Wealth manager Brewin Dolphin believes that this parliament should prioritise financial policies that support savings and encourage self-reliance and has called on the Conservatives to introduce a number of policies.

Chief executive David Nicol wants to see policies that will teach children the financial basics from a young age, encourage people to save for higher education and their own retirement, focus on long-term investment and make it easier for people to pass on their assets.

During the general election campaign, Brewin Dolphin set out a seven point manifesto of its own, detailing suggestions around the extension of financial education in schools and encouraging early saving by giving Junior Isas the same 25 per cent uplift as new Help to Buy Isas.
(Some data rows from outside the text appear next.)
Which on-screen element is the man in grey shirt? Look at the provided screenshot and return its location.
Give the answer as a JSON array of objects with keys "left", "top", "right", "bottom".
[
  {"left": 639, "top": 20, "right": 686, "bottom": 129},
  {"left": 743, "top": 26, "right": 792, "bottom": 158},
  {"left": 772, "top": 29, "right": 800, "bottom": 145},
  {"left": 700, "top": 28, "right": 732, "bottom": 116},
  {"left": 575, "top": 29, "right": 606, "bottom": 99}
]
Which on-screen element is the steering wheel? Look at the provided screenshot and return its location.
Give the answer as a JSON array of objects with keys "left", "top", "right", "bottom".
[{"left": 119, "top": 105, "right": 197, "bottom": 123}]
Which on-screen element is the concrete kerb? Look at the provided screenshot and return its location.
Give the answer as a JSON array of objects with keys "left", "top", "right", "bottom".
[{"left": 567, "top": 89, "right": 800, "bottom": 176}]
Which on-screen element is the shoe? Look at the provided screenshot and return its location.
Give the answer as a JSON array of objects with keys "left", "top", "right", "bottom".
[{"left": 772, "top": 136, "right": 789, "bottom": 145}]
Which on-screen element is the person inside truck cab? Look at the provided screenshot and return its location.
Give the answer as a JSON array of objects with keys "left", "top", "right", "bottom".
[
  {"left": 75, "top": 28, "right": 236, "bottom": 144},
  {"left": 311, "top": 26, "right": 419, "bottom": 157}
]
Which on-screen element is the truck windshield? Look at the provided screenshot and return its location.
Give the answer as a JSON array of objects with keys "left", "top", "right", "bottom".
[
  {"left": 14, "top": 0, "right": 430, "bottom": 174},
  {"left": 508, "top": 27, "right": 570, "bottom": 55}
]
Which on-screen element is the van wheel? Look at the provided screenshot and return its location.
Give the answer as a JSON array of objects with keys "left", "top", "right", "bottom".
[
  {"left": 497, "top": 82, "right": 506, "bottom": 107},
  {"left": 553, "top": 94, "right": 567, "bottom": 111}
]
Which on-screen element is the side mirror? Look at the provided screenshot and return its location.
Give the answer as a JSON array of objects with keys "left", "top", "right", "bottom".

It also called on the new government to limit the total sum that can be contributed into a pension fund, rather than penalising investment performance by capping its eventual size, along with accelerating the mandatory contribution into pensions via auto-enrolment, with a pledge to increase contributions to 10 per cent by 2020.

Also on pensions, Brewin Dolphin requested the introduction of a 30-day cooling off period prior to pension pot withdrawal, to help protect vulnerable retirees and underpin the need for professional financial advice.

In terms of tax, they are looking for reform of the capital gains tax system, cutting the rate to 10 per cent after ten years and to zero after twenty, while also increasing the threshold and reducing the time limit on lifetime gifts from seven to five years.

Mr Nicol added: “It is important that the new government focuses on building a strong economy which is vital for the well-being of the UK and all investors in it.”

This follows calls from the Savings and Investments Policy project who since March 2014 have been meeting all the major political parties, HM Treasury, DWP and the FCA, outlining possible ways for the financial services industry can work together to maintain momentum from recent initiatives and to create a financially resilient society.

The policies proposed by TSIP include havaing a dedicated savings minister, as well as increasing financial capability.

Tony Stenning, chairman of TSIP and head of UK retail at Blackrock, said: “The [savings minister] would be accountable for promoting and championing all forms of consumer saving within government – an essential role if we are to overcome the current culture of consumption fuelled predominantly by debt.

“Saving, benefits everyone, ensuring growth, stability and prosperity for the future of the UK and its people. A failure to narrow the savings gap could adversely affect the UK’s GDP, so it is of critical economic as well as social importance.”